Portrait of Berthe Hodler Jacques ca 1898
Ferdinand Hodler (1853-1918) Portrait of Berthe Hodler-Jacques ca. 1898. Musée Jenisch Vevey, Donation Rudolf Schindler.© Musée
Jenisch Vevey.

His second wife, Berthe, was a frequent model. Her staid portrait from ca. 1898 captures just a slight tilt of her head as riveting, wide blue eyes stare back at the viewer. It is sympathetic realism. So too, is the series of drawings of his ailing, longtime mistress, Valentine Godé-Darel, sketched during her decline and ultimate death from cancer shortly after the birth of their child. Our sympathetic Berthe subsequently adopted the child.

Study for Joyful Woman
Ferdinand Hodler (1853-1918) Study for “Joyful Woman,” ca.1911. Musée Jenisch Vevey, Donation Rudolf Schindler.
© Musée Jenisch Vevey, photograph :Julien Gremaud.

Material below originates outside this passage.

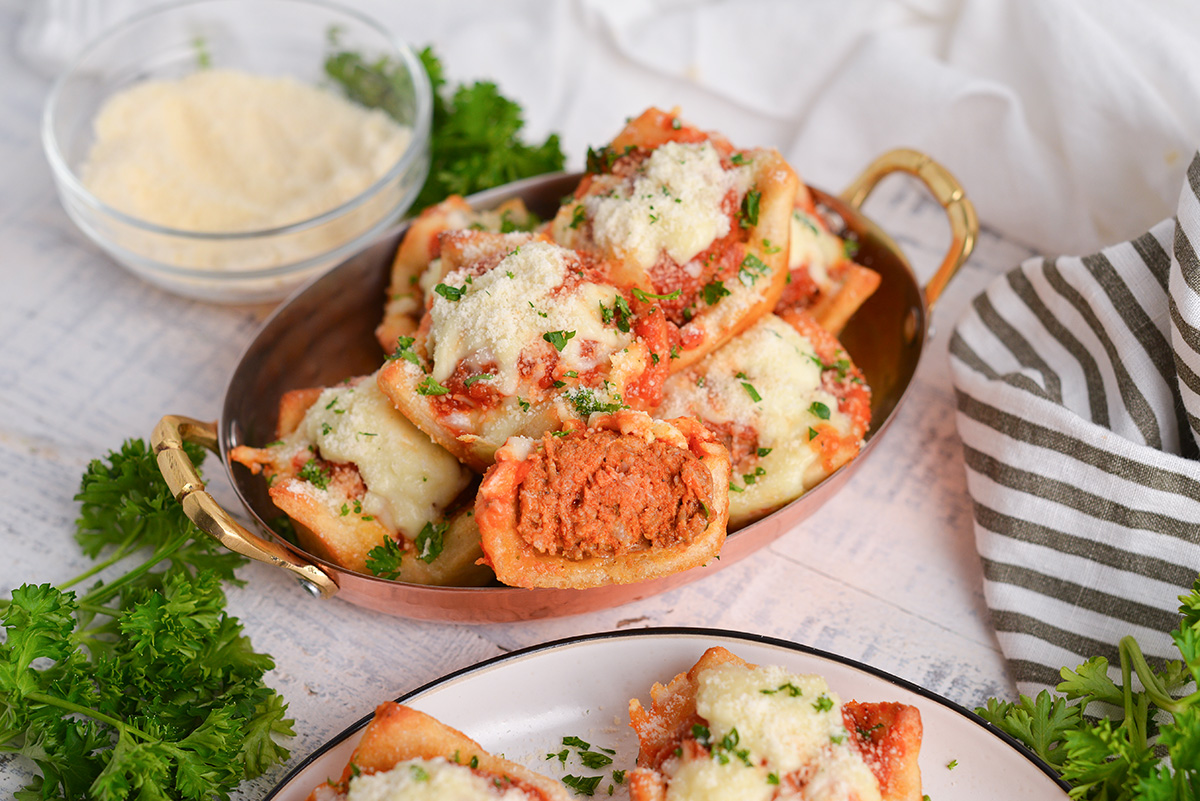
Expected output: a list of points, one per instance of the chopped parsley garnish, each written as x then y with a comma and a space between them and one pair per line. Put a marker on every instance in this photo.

As Hodler painted in those later years, modern dance pioneers like Isadora Duncan were making impressions throughout Europe. That influence is seen as he breaks free of one-dimensionality for the sake of dancer-ly movement in the female bodies stretching and torquing in Day (1899-1900) and in the large-scale Study for Joyful Woman ca 1911, the lead image for the exhibition.

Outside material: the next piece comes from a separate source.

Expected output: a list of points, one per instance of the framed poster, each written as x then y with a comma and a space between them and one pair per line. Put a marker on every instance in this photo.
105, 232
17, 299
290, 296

Hodler was the most important Swiss artist of the late 19th and early 20th centuries.  The exhibition is on loan from the Musée Jenisch Vevey, a neoclassical gem much like The Morgan, located along the shores of Lake Geneva (Lac Léman) in Vevey, Switzerland.  These artworks are part of a vast collection of more than 700 Hodler works assembled by Rudolf Schindler, an artist himself, that he donated to the museum.

The Hodler drawings are on view at the Morgan through October 1, 2023, and eventually return to the Musee Jenisch Vevey.

 

Gayle Conran has written about the arts for The Boston Globe, Playbill and other publications. A publicist and owner of ConranPR in New York City, she has a longtime association with Switzerland and the Canton of Vaud, where the Musée Jenisch Vevey is located.